I'm writing a script, that should fill the new table with data in the shortest terms (~650Gb table).
The partition(hash) key is different between all records, so I can't imagine the better key.
I've set the provisioned WCU for this table at 4k.
When script works, 16 independent threads put different data into the table at a high rate. During execution, I receive ProvisionedThroghputException. The Cloudwatch graphs show that consumed WCU is capped at 1000WCU.
It could happen if all data is put to one partition.
As I understand, the DynamoDb would create the new partition, when data size would exceed the 10Gb limit. Is it so?
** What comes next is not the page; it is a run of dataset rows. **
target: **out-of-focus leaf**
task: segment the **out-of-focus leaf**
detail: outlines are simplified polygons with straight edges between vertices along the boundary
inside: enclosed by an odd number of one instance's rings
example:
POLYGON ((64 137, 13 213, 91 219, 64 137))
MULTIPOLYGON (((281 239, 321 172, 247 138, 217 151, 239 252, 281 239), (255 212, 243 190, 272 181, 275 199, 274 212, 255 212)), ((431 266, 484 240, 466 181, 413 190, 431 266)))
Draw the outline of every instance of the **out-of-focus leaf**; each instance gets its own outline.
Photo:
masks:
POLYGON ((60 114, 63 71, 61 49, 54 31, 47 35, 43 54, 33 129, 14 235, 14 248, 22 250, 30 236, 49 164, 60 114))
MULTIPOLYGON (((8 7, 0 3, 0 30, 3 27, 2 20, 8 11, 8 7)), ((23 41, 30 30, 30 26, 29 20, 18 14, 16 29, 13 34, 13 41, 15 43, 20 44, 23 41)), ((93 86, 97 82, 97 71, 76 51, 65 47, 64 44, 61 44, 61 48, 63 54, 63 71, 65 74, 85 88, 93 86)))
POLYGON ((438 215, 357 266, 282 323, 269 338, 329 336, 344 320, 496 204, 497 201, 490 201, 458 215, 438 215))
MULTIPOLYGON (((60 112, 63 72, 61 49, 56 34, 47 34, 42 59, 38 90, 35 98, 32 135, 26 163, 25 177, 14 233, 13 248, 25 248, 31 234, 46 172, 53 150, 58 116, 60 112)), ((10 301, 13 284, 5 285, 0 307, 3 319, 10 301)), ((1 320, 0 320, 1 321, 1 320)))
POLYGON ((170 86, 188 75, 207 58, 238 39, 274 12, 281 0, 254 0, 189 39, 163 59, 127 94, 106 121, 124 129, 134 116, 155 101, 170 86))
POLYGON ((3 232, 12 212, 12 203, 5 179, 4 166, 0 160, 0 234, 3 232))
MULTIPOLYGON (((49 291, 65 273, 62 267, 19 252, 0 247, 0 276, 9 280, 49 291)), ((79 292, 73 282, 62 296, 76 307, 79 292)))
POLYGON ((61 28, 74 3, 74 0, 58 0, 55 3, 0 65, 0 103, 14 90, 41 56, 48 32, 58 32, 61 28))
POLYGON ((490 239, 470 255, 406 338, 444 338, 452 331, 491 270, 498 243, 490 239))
So, during this data fill operation, I have only 1 partition and the limit of 1000WCU is understandable.
I've checked the https://aws.amazon.com/ru/premiumsupport/knowledge-center/dynamodb-table-throttled/
But seems that these suggestions are applied to already filled tables and you try to add a lot of new data there.
So I have 3 questions:
1. How I can speed up the process of inserting data into the new empty table?
2. When DynamoDB decide to create a new partition?
3. Can I set up a minimum number of partitions (for ex. 4), to use all the power of provisioned WCU (4k)?
UPD2 the HASH key is long number. Actually it's not strongly unique. But max rows with same HASH key but different RANGE keys is 2.